Onset of symptoms generally occurs in young adulthood. Diagnosis is based on the person's self-reported experiences, as well as observed behavior. Episodes of illness are associated with distress and disruption, and a relatively high risk of suicide.[1] Studies suggest that genetics, early environment, neurobiology, and psychological and social processes are important contributory factors. Psychiatric research is focused on the role of neurobiology, but a clear organic cause has not been found. Bipolar disorder is usually treated with medications and/or therapy or counseling. The mainstay of medication are a number of drugs termed 'mood stabilizers', in particular lithium and sodium valproate ; these are a group of unrelated medications used to prevent relapses of further episodes. Antipsychotic medications, sometimes called neuroleptics, in particular olanzapine, are used in the treatment of manic episodes and in maintenance. The benefits of using antidepressants in depressive episodes is unclear. In serious cases where there is risk to self and others involuntary hospitalization may be necessary; these generally involve severe manic episodes with dangerous behaviour or depressive episodes with suicidal ideation. Hospital stays are less frequent and for shorter periods than they were in previous years.

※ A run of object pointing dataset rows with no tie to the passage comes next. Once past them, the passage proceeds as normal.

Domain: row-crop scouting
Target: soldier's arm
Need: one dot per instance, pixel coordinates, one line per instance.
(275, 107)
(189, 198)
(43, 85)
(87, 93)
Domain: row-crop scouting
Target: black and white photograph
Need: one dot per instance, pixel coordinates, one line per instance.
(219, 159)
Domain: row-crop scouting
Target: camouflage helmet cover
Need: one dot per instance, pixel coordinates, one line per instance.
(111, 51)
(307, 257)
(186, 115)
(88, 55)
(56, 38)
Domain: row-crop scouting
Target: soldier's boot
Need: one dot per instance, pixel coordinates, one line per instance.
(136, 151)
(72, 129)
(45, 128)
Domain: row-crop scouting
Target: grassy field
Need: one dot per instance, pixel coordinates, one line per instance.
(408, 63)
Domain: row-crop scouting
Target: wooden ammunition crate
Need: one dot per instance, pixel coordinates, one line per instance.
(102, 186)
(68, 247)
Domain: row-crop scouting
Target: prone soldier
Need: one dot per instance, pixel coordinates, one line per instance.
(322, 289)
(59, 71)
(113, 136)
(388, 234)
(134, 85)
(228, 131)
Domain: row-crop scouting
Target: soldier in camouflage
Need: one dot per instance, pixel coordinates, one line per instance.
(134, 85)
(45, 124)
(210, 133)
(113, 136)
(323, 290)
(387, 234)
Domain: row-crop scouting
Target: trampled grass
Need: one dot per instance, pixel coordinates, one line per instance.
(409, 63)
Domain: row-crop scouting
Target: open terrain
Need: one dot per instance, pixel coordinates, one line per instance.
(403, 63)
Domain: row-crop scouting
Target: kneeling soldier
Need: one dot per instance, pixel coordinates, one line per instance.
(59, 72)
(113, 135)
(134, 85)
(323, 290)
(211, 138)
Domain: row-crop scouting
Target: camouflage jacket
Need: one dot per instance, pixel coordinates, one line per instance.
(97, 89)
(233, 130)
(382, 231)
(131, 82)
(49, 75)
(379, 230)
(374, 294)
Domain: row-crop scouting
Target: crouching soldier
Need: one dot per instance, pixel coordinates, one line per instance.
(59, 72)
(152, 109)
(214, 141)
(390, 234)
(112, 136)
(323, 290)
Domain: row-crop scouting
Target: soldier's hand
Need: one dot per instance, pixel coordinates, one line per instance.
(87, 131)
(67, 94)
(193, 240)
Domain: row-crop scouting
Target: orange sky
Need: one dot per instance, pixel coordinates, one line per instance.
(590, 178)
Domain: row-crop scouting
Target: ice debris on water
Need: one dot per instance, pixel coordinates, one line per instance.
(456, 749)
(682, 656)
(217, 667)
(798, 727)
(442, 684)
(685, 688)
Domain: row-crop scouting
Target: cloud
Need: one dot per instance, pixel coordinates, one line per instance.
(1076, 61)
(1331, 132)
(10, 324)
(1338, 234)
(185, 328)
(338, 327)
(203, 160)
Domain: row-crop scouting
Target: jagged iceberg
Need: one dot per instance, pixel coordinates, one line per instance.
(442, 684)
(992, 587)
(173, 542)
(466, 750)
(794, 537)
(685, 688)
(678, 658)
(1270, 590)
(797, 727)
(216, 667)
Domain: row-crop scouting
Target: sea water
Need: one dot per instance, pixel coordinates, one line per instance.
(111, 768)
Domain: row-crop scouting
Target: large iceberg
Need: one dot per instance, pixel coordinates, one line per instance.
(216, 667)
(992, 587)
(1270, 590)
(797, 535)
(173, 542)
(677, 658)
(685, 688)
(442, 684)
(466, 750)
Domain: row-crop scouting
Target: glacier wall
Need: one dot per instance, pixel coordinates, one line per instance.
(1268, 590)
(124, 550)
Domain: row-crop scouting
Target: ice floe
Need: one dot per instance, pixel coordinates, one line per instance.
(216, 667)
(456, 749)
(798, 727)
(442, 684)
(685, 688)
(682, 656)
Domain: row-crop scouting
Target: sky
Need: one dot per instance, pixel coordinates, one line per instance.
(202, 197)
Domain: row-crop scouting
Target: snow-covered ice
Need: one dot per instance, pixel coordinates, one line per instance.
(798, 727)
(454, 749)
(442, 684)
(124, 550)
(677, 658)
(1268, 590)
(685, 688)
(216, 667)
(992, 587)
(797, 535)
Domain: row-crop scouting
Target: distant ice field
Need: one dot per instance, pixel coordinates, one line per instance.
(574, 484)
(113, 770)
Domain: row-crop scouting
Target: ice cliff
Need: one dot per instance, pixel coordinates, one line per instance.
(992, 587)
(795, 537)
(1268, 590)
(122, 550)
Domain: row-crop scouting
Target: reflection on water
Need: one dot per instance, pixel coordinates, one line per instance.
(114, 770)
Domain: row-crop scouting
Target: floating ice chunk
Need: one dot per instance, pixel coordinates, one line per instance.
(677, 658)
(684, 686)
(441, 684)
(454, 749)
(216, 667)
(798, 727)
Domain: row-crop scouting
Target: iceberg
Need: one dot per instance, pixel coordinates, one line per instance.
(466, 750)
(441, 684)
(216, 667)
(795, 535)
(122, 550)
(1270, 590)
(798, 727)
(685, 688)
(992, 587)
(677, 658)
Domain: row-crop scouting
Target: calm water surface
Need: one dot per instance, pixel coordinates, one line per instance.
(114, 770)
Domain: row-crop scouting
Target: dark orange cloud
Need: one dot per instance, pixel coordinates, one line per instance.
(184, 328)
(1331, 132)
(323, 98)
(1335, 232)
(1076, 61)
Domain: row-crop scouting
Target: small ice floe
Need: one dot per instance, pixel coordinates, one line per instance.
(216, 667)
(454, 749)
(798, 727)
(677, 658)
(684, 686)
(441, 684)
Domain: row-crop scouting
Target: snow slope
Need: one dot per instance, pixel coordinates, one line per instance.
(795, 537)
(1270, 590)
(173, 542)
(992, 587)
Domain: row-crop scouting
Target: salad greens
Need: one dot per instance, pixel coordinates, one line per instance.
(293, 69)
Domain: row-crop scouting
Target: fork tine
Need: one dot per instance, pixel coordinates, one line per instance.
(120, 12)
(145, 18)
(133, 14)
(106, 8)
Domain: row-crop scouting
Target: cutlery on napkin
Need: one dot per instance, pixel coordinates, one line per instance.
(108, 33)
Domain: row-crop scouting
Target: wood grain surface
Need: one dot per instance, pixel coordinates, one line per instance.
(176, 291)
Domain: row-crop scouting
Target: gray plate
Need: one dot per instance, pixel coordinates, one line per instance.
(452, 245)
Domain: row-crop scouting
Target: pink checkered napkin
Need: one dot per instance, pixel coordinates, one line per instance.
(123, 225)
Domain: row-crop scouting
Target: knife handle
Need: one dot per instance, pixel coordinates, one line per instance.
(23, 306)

Some studies have suggested a significant correlation between creativity and bipolar disorder. However, the relationship between the disorder and creativity is still very unclear.[2][3][4] One study indicated increased striving for, and sometimes obtaining, goals and achievements.[5]
References
- ↑ Ösby, U; Brandt, L; Correia, N; Ekbom, A; Sparén, P (2001), "Excess Mortality in Bipolar and Unipolar Disorder in Sweden", Archives of General Psychiatry, 58 (9): 844–850
- ↑ Santosa et al. Enhanced creativity in bipolar disorder patients: A controlled study. J Affect Disord. 2006 23 November; PMID 17126406.
- ↑ Rihmer et al. Creativity and mental illness. Psychiatr Hung. 2006;21(4):288-94. PMID 17170470.
- ↑ Nowakowska et al. Temperamental commonalities and differences in euthymic mood disorder patients, creative controls, and healthy controls. J Affect Disord. 2005 Mar;85(1-2):207-15. PMID 15780691.
- ↑ Johnson SL. (2005)Mania and dysregulation in goal pursuit: a review. Clin Psychol Rev. Feb;25(2):241-62.